CERES Computer Café: New Digital Tools for the History of Medicine and Religion in China
CERES Palais, room "Ruhrpott" (4.13)
Guest lecture by Michael Stanley-Baker, Max Planck Institute for the History of Science, Berlin.
Recent shifts to performative, practice and materiality-based approaches to the histories of religion and of science have called into question the very categories with which we do our studies, requiring more flexible research tools. The recent emergence of Buddhist and Daoist Medicine as new fields of historical inquiry challenges the habitual borders between earlier histories of religion and medicine. As historians begin to draw on long-known insights from anthropology, that therapeutic and salvific aims frequently converge in practice, they have begun to investigate the admixture of “medical” practices such as drugs, needles and moxibustion with “religious” practices such as incantation, spells and rituals. However, there is currently no systematic way to get an overview for how therapies were distributed.

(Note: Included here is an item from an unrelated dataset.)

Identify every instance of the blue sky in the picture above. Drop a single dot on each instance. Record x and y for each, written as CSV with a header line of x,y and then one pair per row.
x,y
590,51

This paper presents a pilot study of a platform which shows the distribution of therapeutic practices across the Buddhist and Daoist canons, the communities who wrote these texts, and across time and space. It is being developed by Dept. III of the Max Planck Institute for the History of Science and National Taiwan University’s Research Centre for Digital Humanities, in concert with Dharma Drum Institute of Liberal Arts. The tool focusses on repertoires of material practice which can be identified as term lists. The current study examines drug term distribution across Buddhist, Daoist and medical texts throughout Six Dynasties (ca 220-589 ce). It can show the statistical distribution of large term sets across bibliographic and sectarian genres, as well as time and space. We then markup texts for more detailed analysis, which can then be visualised on GIS maps and subjected to algorithmic analysis.
By combining large-scale analytical tools and a full-text database in the same platform, this tool enables researchers to easily switch between close and distant reading modes. While this pilot focusses on drug knowledge, it can be applied for any material practice which can be identified through large term set or vocabulary, such as ritual gestures, acupuncture points, body gods, pantheons etc.